Computational Simulations of the Anterior Vertebral Surface for Optimal Surgical Instrumentation Design

The engineering design of surgical instrumentation to apply mechanical forces and linear moments on the human bones during the operations constitutes a rather difficult task. This is due both to the natural and pathological irregularities of the human bone morphology and surfaces and also to the individual variations from one patient to another. Usually, the forces are applied by the surgeon only on a determined part of the bone surfaces. This paper describes an innovative computational design method to digitalize, simulate, and fit mathematically the anterior vertebral body facet. We used real experimental data from 17 human cadaveric specimens to get and store a large amount of numerical surface digital values. The complete anterior vertebral body side was visualized and analyzed with grid data Subroutine, which was also used first to select the so-called natural regions of interest (ROIs).
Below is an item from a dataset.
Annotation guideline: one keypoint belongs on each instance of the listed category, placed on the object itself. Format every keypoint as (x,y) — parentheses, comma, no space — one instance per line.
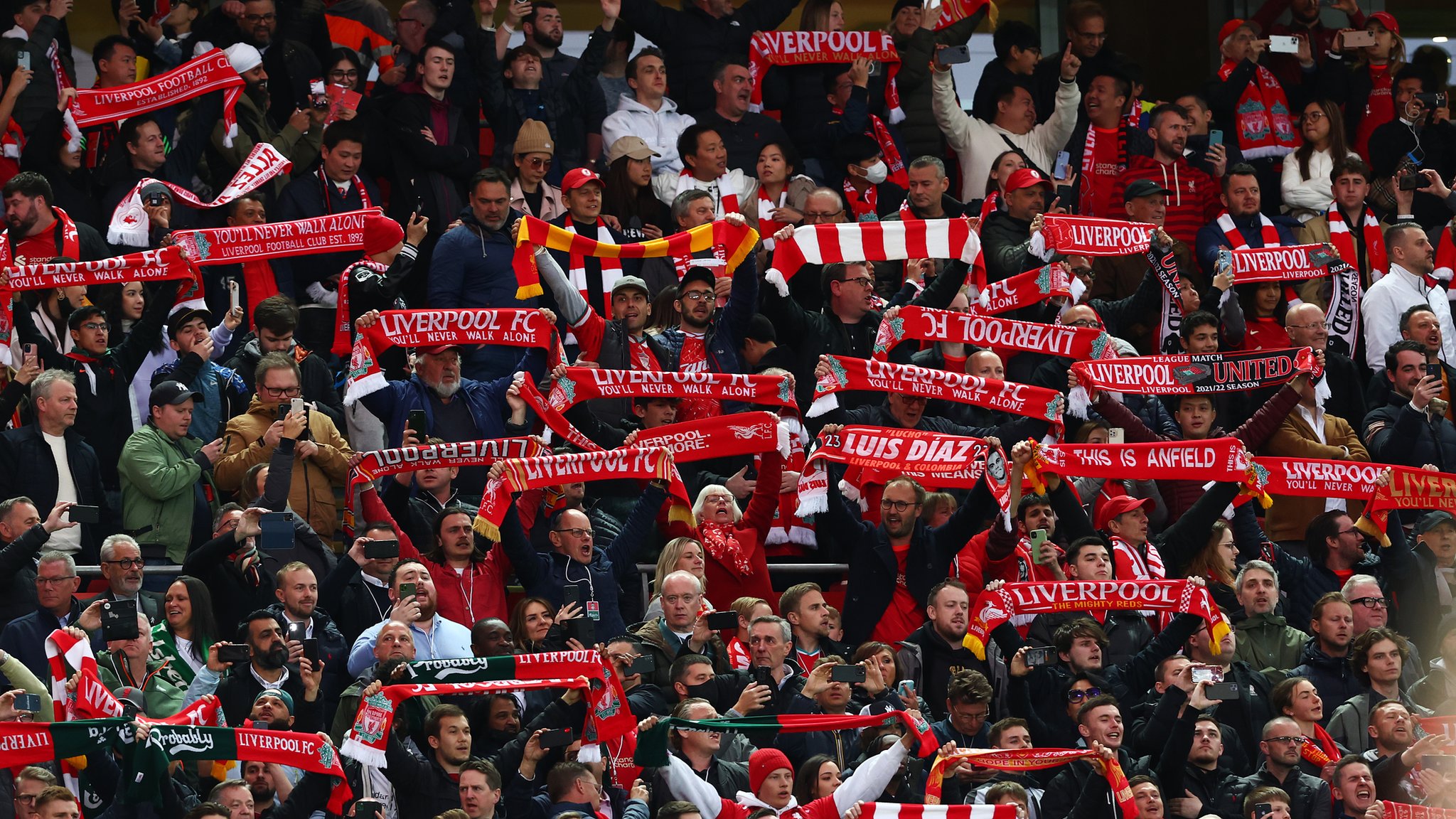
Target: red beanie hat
(380,233)
(764,763)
These ROIs correspond to those parts of the surface in contact with the surgical instrumentation, where the mechanical forces are applied. Subsequently, a numerical mathematical fitting-model was implemented for these ROIs. This was carried out with the development of a 3D geometrical least-squares optimization algorithm and appropriate software designed according to the proper numerical method selected. In doing so, the 3D superficies equations of the anterior vertebral body (L3, L4, L5, and S1) were determined after these fittings were mathematically checked as appropriate. Statistical parameters and determination coefficients that define the error boundaries and the goodness of this optimal fitting-model were calculated and NURBS error data in similar studies were commented. It was proven that the principal source of error was the micro- and macro-irregularities of human bone facets. The final surface equations, and their geodesics, were used to obtain accurate data for the spinal surgery instrumentation manufacturing. The industrial bioengineering result was the application of these equations for the design of a new spinal vertebral surgical distractor. This innovative distractor separates two adjacent vertebrae while keeping them parallel. That is, at their natural inclination, avoiding hammering the vertebrae to make the intervertebral space wider. The device mechanics also minimizes the necessary force to be carried out by the surgeon during the operation.